Welcome New Statesman (UK) readers

The well-known British magazine mentions us in the course of an article taking a more favorable view than our own of the spread of “compensation culture” across the pond (Stephen Grey, “Turn to the lawyers for justice”, Mar. 8). Also in the U.K., the Risk of Freedom Briefing, edited by Roger Scruton, runs a condensation of one of our writings from last year (Walter Olson, “Litigation Un-Limited”, Issue 18). The Chicago Daily Law Bulletin quotes us on the record number of applicants to law schools, in an article alas not online (Jerry Crimmins, “Record crowd knocks at law school doors”, Chicago Daily Law Bulletin, Jan. 13).

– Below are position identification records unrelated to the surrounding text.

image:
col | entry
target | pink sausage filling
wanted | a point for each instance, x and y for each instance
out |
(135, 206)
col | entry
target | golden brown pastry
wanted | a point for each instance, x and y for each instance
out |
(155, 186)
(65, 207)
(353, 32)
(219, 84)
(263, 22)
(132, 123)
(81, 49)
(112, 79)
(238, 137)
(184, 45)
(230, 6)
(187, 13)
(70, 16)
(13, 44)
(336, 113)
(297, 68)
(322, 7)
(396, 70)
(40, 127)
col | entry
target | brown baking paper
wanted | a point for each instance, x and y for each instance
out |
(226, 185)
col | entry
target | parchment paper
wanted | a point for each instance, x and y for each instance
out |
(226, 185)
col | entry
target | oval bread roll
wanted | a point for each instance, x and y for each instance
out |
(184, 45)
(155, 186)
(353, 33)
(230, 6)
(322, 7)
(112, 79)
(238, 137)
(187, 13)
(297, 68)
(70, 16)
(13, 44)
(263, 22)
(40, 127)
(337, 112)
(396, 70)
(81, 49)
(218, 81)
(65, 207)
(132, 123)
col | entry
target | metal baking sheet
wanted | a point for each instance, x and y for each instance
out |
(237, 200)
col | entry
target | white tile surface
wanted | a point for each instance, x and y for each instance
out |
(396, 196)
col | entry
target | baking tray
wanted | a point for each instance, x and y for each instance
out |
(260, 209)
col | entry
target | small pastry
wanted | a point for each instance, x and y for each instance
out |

Also not online is a Feb. 16 symposium on litigation reform at Business Insurance magazine, which asked the question: “At which level of government are tort reforms best aimed?” Our response: “Trial lawyers lose because they can’t be everywhere at once. If they have to worry only about fighting running skirmishes at the state level, they’ll usually do pretty well at blocking reform. But when a big campaign goes on for federal-level tort reform, even if it fails — which it usually seems to — a bunch of states will often manage to pass serious reforms, as happened last year in Texas and elsewhere. Washington also has an indispensable role to play in setting ground rules for state-court lawsuits against out-of-state defendants, not to mention the large class of cases that arise under federal law.”